Setelah negosiasi berbulan-bulan, Keshogunan menyetujui tuntutan Perry. Mereka membuka pelabuhan bagi kapal-kapal AS untuk berlabuh, memberikan bantuan bagi pelaut yang karam, dan mengizinkan pedagang Jepang membeli bahan bakar dan batu bara dari kapal-kapal Amerika – sebuah konsesi yang mengesankan dari mereka.
Pada putaran pertama perundingan perjanjian, Keshogunan mengadakan jamuan makan untuk semua delegasi. Menurut catatan tertulis, kekaguman orang Jepang terhadap kebiasaan makan para pelaut Amerika, seperti menggunakan garpu dan pisau saat mengonsumsi makanan – dan preferensi mereka untuk minum mirin dibandingkan shochu dan sake terlihat jelas dalam pertemuan ini.
Ketika perundingan berlangsung, ketakutan akan kekerasan mereda, dan penduduk desa bersemangat berinteraksi dengan pihak Amerika.
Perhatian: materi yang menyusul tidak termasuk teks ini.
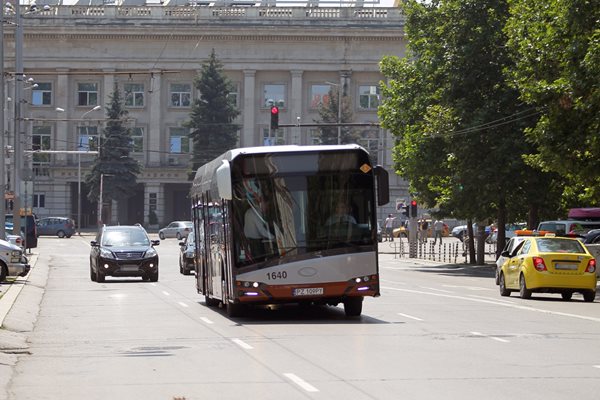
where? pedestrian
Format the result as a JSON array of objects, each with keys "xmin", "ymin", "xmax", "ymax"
[
  {"xmin": 383, "ymin": 214, "xmax": 396, "ymax": 242},
  {"xmin": 433, "ymin": 219, "xmax": 444, "ymax": 244},
  {"xmin": 420, "ymin": 218, "xmax": 429, "ymax": 243}
]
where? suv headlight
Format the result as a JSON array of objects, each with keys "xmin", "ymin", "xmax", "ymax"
[
  {"xmin": 146, "ymin": 247, "xmax": 158, "ymax": 257},
  {"xmin": 100, "ymin": 249, "xmax": 115, "ymax": 260}
]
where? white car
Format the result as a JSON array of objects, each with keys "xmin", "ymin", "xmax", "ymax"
[{"xmin": 496, "ymin": 236, "xmax": 526, "ymax": 285}]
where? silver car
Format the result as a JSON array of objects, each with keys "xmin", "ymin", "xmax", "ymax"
[{"xmin": 158, "ymin": 221, "xmax": 193, "ymax": 240}]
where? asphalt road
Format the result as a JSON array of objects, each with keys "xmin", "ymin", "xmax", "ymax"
[{"xmin": 0, "ymin": 237, "xmax": 600, "ymax": 400}]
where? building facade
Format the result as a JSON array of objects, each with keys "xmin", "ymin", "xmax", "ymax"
[{"xmin": 4, "ymin": 5, "xmax": 407, "ymax": 228}]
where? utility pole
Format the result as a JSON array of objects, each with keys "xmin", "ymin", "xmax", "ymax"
[
  {"xmin": 0, "ymin": 3, "xmax": 6, "ymax": 240},
  {"xmin": 13, "ymin": 2, "xmax": 22, "ymax": 236}
]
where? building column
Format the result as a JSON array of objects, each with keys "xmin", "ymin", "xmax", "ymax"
[
  {"xmin": 286, "ymin": 70, "xmax": 305, "ymax": 144},
  {"xmin": 52, "ymin": 69, "xmax": 69, "ymax": 165},
  {"xmin": 144, "ymin": 70, "xmax": 163, "ymax": 166},
  {"xmin": 240, "ymin": 70, "xmax": 255, "ymax": 147}
]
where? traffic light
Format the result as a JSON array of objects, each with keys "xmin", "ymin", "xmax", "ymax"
[
  {"xmin": 410, "ymin": 200, "xmax": 417, "ymax": 218},
  {"xmin": 271, "ymin": 106, "xmax": 279, "ymax": 129},
  {"xmin": 402, "ymin": 204, "xmax": 410, "ymax": 218}
]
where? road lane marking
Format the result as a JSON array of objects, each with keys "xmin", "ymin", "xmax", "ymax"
[
  {"xmin": 231, "ymin": 339, "xmax": 254, "ymax": 350},
  {"xmin": 471, "ymin": 332, "xmax": 510, "ymax": 343},
  {"xmin": 283, "ymin": 372, "xmax": 319, "ymax": 392},
  {"xmin": 381, "ymin": 286, "xmax": 600, "ymax": 322},
  {"xmin": 398, "ymin": 313, "xmax": 423, "ymax": 321}
]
Menurut salah satu pendeta setempat, ketika kapal mereka berangkat, orang-orang malah merasa kasihan melihat mereka pergi.
Kunjungan ini mengirimkan pesan yang kuat tentang keberadaan budaya yang berbeda dalam umat manusia, yang mungkin berkontribusi terhadap keterbukaan Jepang terhadap budaya Barat sebagai persiapan menghadapi periode Meiji (1868-1912).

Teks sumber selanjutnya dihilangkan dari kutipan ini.